Why is the probability used in the definition of RP complexity classes, arbitrary?

I was looking at the following wikipedia article on the RP complexity class:

https://en.wikipedia.org/wiki/RP_(complexity)

In its definition it states:

• If the correct answer is NO then it always returns NO
• If the correct answer is YES then it returns YES with a probability of 1/2

At the end of the introduction it says:

The fraction 1/2 in the definition is arbitrary. The set RP will contain exactly the same problems, even if the 1/2 is replaced by any constant nonzero probability less than 1; here constant means independent of the input to the algorithm.

What I don't understand is why this 1/2 is arbitrary? If you change it to 1/3 does it really still contain the same set of decision problems as with 1/2?

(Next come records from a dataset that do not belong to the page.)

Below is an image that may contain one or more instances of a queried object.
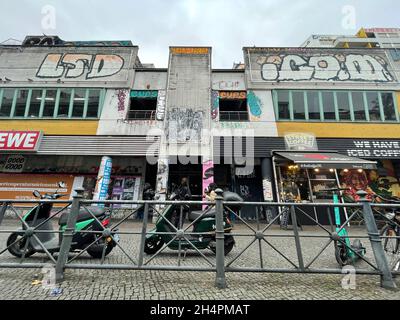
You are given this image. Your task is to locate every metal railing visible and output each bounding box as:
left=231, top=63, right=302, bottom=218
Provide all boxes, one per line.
left=0, top=188, right=398, bottom=290
left=126, top=110, right=156, bottom=120
left=219, top=111, right=249, bottom=122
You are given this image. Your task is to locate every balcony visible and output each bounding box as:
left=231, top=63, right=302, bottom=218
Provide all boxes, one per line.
left=126, top=110, right=156, bottom=121
left=219, top=111, right=249, bottom=122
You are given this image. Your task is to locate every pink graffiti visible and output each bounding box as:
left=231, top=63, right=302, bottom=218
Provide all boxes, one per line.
left=117, top=90, right=127, bottom=112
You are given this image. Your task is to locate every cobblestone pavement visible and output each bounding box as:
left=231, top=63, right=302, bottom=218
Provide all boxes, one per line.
left=0, top=216, right=400, bottom=300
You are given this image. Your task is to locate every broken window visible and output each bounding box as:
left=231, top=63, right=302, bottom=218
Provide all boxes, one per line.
left=218, top=91, right=248, bottom=122
left=127, top=91, right=157, bottom=120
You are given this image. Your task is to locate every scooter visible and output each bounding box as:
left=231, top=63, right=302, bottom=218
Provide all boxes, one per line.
left=144, top=190, right=242, bottom=256
left=7, top=182, right=118, bottom=259
left=320, top=188, right=366, bottom=267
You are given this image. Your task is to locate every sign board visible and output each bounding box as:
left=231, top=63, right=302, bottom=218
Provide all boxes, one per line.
left=284, top=133, right=318, bottom=151
left=3, top=155, right=26, bottom=173
left=0, top=131, right=42, bottom=152
left=0, top=174, right=74, bottom=206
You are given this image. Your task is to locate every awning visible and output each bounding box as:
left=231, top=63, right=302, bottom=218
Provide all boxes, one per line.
left=274, top=151, right=377, bottom=170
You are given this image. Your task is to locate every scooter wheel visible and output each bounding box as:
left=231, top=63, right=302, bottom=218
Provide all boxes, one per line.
left=7, top=232, right=34, bottom=258
left=334, top=242, right=349, bottom=267
left=87, top=242, right=113, bottom=259
left=210, top=236, right=235, bottom=256
left=144, top=236, right=164, bottom=254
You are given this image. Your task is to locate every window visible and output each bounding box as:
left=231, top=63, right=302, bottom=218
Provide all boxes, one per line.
left=292, top=91, right=306, bottom=120
left=273, top=90, right=398, bottom=123
left=72, top=89, right=85, bottom=118
left=14, top=89, right=29, bottom=117
left=381, top=92, right=397, bottom=121
left=307, top=91, right=321, bottom=120
left=28, top=90, right=43, bottom=118
left=336, top=92, right=351, bottom=120
left=57, top=89, right=71, bottom=118
left=218, top=91, right=248, bottom=121
left=42, top=90, right=57, bottom=117
left=352, top=92, right=367, bottom=121
left=322, top=92, right=335, bottom=120
left=366, top=92, right=381, bottom=121
left=277, top=90, right=290, bottom=120
left=0, top=89, right=14, bottom=117
left=87, top=90, right=101, bottom=118
left=127, top=91, right=158, bottom=120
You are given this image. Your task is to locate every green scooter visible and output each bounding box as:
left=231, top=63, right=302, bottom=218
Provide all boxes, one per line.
left=320, top=188, right=366, bottom=267
left=144, top=190, right=241, bottom=256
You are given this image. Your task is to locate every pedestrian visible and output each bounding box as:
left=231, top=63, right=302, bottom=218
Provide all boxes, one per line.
left=137, top=183, right=155, bottom=220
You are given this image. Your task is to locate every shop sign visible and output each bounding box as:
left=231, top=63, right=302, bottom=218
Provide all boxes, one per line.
left=3, top=155, right=26, bottom=173
left=0, top=131, right=42, bottom=152
left=284, top=133, right=318, bottom=151
left=346, top=140, right=400, bottom=159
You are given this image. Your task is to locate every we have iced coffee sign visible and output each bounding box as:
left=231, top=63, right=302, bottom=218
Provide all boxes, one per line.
left=347, top=140, right=400, bottom=159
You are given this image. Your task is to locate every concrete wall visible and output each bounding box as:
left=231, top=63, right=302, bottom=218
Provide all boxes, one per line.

Yes, the constant is entirely arbitrary. Call an algorithm a $p$-algorithm if:
• When the correct answer is YES, it answers YES with probability at least $p$.
Given a $p$-algorithm and a constant parameter $m$, we construct a new algorithm which runs the original algorithm $m$ times (with independent coin tosses) and takes the OR of the result. This algorithm is a $1-(1-p)^m$-algorithm (exercise). For every constant $q < 1$ you can find a constant $m$ such that $1-(1-p)^m \geq q$. Hence if a problem admits a $p$-algorithm it also admits a $q$-algorithm, for every $0 < p,q < 1$.